Button click animation can’t get to work

I have two blocks, one contains a CTA button, the other a self hosted video.

What steps do I need to take to get the CTA block to fade out and play the video?

How have you currently set it up?

I’d probably do it like this:
Create an OnClick event in the BF Panel, target set as the cta button, with 2 Actions

  1. Toggle class on the cta block
  2. Play Video with the video selector

Let’s say you toggle the class cta_hide, then in your cta’s block css, add something like:

%root% {
  transition: .25s all ease-out;
}

%root%.cta_hide {
  opacity: 0;
}

You could of course add the transition via the UI as well or even animate it using a timeline but that seems overkill for a fade out :wink:

Hope it helps, if it still doesn’t work, feel free to post some screenshots of your setup n stuff so we can investigate :slight_smile:

Hey! Thanks for replying. I really appreciate it. :smile:

I can get the CTA to fade out, but the video des not start playing. I also would like a different CTA to fade in at the end of the video. First things first though! How do I get the video to play?

Structure:

Section

  • Container
    ---- Intro CTA Wrapper (this or the button can be click to start everything)
    -------- Heading
    -------- Text
    -------- Button
    ---- Outro CTA Wrapper
    -------- Heading
    -------- Text
    -------- Button
    ---- Media Wrapper
    -------- Self Hosted Video

I have then positioned all three “wrapper” blocks absolute and the container relative left 0 top 0 to layer each block one on top the other. The Intro wrapper fades out to reveal the video which has started playing. The video plays for say 16s and then just before it end, the outro CTA block fades in. I am thinking I will need to use the timeline for this very purpose since I don’t believe there is any way to trigger that outro cta to fade in when the video is near completion, other than time.
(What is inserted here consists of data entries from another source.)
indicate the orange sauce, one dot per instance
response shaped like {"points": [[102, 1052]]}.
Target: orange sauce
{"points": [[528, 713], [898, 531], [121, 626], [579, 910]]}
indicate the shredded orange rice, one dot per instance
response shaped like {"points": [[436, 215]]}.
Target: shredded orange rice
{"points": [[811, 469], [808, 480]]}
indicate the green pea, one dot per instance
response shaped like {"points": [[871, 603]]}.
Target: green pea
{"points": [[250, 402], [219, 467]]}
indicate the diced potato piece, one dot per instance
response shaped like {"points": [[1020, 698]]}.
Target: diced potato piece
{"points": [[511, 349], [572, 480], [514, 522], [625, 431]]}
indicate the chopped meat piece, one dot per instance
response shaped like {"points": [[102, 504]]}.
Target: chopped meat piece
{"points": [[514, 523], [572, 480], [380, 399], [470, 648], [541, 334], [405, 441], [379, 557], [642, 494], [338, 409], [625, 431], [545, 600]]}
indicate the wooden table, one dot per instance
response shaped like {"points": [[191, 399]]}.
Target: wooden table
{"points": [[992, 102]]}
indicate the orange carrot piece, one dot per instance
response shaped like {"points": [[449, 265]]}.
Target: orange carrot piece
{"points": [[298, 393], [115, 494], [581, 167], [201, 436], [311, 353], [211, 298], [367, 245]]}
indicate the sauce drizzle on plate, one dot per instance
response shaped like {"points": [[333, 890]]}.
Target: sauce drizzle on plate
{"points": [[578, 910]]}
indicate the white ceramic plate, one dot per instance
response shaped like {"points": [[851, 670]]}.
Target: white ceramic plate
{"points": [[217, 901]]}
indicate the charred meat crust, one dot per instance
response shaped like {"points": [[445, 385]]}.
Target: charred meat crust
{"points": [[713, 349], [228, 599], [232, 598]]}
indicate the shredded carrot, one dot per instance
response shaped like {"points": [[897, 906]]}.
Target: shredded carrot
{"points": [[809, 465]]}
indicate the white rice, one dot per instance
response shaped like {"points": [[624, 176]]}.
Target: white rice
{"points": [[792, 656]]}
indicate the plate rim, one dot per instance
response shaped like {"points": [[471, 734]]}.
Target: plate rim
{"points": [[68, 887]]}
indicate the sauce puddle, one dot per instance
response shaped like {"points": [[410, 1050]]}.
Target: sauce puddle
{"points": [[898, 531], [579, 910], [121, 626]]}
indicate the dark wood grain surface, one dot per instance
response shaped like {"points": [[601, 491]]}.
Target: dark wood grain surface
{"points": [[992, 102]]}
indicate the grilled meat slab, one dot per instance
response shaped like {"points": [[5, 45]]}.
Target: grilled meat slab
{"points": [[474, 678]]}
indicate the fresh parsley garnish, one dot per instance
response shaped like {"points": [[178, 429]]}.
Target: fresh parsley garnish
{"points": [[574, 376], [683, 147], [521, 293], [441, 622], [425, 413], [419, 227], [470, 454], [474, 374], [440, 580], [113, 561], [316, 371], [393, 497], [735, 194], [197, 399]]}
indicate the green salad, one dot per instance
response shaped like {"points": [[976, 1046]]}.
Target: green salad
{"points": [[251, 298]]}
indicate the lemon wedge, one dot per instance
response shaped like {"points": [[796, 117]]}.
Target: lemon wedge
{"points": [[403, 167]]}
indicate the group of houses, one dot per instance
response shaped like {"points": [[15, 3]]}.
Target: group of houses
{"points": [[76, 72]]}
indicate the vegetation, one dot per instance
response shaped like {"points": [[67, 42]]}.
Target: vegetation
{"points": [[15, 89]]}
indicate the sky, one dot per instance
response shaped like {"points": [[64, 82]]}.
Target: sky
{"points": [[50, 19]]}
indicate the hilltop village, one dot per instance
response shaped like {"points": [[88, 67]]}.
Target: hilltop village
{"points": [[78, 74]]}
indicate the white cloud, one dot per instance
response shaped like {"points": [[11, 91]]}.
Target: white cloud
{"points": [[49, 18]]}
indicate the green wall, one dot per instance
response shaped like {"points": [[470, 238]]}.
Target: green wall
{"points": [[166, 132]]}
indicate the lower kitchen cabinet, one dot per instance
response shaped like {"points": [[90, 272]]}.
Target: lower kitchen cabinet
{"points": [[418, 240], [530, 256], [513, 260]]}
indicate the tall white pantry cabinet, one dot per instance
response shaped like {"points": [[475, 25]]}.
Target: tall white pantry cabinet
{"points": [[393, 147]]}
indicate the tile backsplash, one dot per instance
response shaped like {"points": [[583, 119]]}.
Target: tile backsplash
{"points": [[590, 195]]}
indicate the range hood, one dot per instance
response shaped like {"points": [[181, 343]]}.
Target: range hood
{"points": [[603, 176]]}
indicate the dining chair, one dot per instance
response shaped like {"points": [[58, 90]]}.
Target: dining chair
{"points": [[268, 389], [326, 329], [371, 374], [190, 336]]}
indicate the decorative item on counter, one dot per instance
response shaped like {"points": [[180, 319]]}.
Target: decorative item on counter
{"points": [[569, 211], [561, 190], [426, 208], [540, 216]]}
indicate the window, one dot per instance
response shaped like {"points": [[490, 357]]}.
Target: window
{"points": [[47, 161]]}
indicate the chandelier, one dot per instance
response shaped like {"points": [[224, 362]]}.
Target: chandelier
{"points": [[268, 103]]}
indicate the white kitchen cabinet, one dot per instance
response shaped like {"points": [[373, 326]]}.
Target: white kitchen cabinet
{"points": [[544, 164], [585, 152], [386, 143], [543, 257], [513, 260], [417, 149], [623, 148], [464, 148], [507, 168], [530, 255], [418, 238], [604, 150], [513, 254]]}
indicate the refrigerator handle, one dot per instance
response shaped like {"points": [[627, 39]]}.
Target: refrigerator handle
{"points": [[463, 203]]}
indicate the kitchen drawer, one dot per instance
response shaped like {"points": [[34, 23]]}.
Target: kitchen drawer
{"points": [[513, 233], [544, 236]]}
Ok I’ve got it :slight_smile:

Didn’t position anything absolute or anything but works:

To get the video to play, you need to target the actual video element, which isn’t the class you assigned to but rather .your-class video

First Event when clicking the intro wrapper or button or whatever:

Second, we create a custom event to detect when the video ends:

Now all that’s left is adding the fade-out via css using the toggled classes. If you do the fadeout in pure css, u might wanna play around with z-index too or add pointer-events: none to whichever wrapper thats currently hidden, so the text of the visible wrapper stays selectable.

You could of course do the animation via JS and completly hide the wrappers but I think css is good enough for this.

Oh wow! Thanks @manc !

that’s got it, just a bit of z-index fiddling to finish it off.

I would like to learn the why part though, if you would be so kind. :pray:t4:

I see that you put a class of .vid video as the target element. The only thing I had missed was that addition of video. Why is that needed? What does it add? What makes that needed? lol! I am very curious… lol

The other bit that really opened my eyes was the toggle class switch. That is super cool!
Combining that with the ended event is perfect if you want that css animation to start after the video ends. It works.
But, lets say on this project if I wanted the outro fade in to start 1s before the end of the video so that there is no pause? Then I would have to approach this in a different way. I am curious how that could be achieved?

Mahalo plenty Aloha bruddah!
Chris

The .vid class is applied to the div wrapping the video, in order to access any events of the video though, we need to target the actual <video> element

I’m haven’t really worked with video events that much but there is a timeupdate event, which basically fires every time the video updates. How often exactly can vary by device and framerate (I think) but it seems more than accurate enough to do something X seconds before the video ends.

So you’d add an event like so:

and add the following JS:

// Get our outro wrapper
const outro = document.querySelector('.outro__wrapper');

// Add a class when the video only has 3 seconds left
if (trigger.currentTime > trigger.duration-3) {
  outro.classList.add("show");
}

Given that the event fires on every update, I added a class instead of toggling it. If I set it to toggle the class, we have a disco situation where the outro wrapper starts flashing as it gets the class toggled on and off.

You could define a variable and set it to true before running the time check, add that variable as a condition to the check and set it to false once your desired time is reached. That way it would only run once. Figured I’d keep it simple since I doubt there will be any performance hits in this case.

Here is an overview over all kinds of video events and other video related stuff: HTMLMediaElement: timeupdate event - Web APIs | MDN

Hope it helps and have fun experimenting :smiley: Feel free to post back if you run into any issues.